We know the causes of this change in girlhood. It’s partly the explosion of social media and the amount of time we spend on screens, but also the pressured and competitive way we live today. The disappearance of spending time with older, wiser, kinder people in the real world, as well as time in nature, being playful in a relaxed, dreamy way that is best for growing young brains.

We know what is needed to help a girl grow up strong and free, and it’s not what television, the internet, magazines or billboards are telling her. It’s also not testing in primary school. Nor it is looks, being hot, being cool, pleasing boys or fitting in to tidy models of corporate success (unless that’s really what she wants!).

So here, from the front line of working with girls and their parents, are the ten things that girls need most. This book works by building self-awareness, clarity and purpose. By enlivening your own parenting instincts. By giving you the best information, then letting YOU choose what to do for YOUR girl, and her friends, and your nieces, granddaughters or students.

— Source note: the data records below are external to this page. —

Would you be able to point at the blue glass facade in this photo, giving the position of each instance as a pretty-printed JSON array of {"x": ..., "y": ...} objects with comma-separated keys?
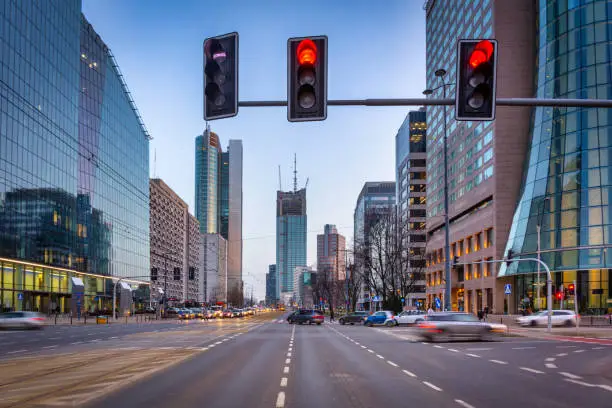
[
  {"x": 74, "y": 160},
  {"x": 567, "y": 180}
]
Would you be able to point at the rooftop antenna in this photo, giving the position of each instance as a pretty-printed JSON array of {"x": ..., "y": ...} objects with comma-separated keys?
[{"x": 294, "y": 172}]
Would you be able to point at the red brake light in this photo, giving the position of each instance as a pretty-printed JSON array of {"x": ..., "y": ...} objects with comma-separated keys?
[
  {"x": 481, "y": 53},
  {"x": 307, "y": 52}
]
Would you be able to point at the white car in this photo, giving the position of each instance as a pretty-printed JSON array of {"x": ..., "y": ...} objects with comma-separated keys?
[
  {"x": 26, "y": 320},
  {"x": 411, "y": 317},
  {"x": 559, "y": 318}
]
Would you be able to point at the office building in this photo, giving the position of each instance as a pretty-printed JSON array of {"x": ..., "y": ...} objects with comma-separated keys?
[
  {"x": 291, "y": 227},
  {"x": 376, "y": 200},
  {"x": 568, "y": 167},
  {"x": 175, "y": 245},
  {"x": 213, "y": 261},
  {"x": 485, "y": 159},
  {"x": 331, "y": 254},
  {"x": 218, "y": 201},
  {"x": 271, "y": 298},
  {"x": 411, "y": 196},
  {"x": 74, "y": 165}
]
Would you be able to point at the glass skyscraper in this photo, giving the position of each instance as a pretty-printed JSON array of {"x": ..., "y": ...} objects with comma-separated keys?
[
  {"x": 74, "y": 162},
  {"x": 566, "y": 190},
  {"x": 291, "y": 228}
]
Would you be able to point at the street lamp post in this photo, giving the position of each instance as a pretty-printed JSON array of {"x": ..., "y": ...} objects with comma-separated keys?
[{"x": 447, "y": 273}]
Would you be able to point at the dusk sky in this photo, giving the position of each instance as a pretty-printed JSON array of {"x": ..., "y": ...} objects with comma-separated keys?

It’s a mighty kit bag of tools for liberating your girl. You might even free yourself along the way. After all, we could all do with some liberation.

10 Things Girls Need Most is an interactive book. So here is your first go – what is your gut reaction right now?

(Tick which statement is the closest to how you feel.)

1. Hell no, I don’t want to know! Hide me from all this.

2. I’m nervous, but I will read on. I love my daughter and want to help her.

3. I am stirred up already and want to get kicking. Let me loose!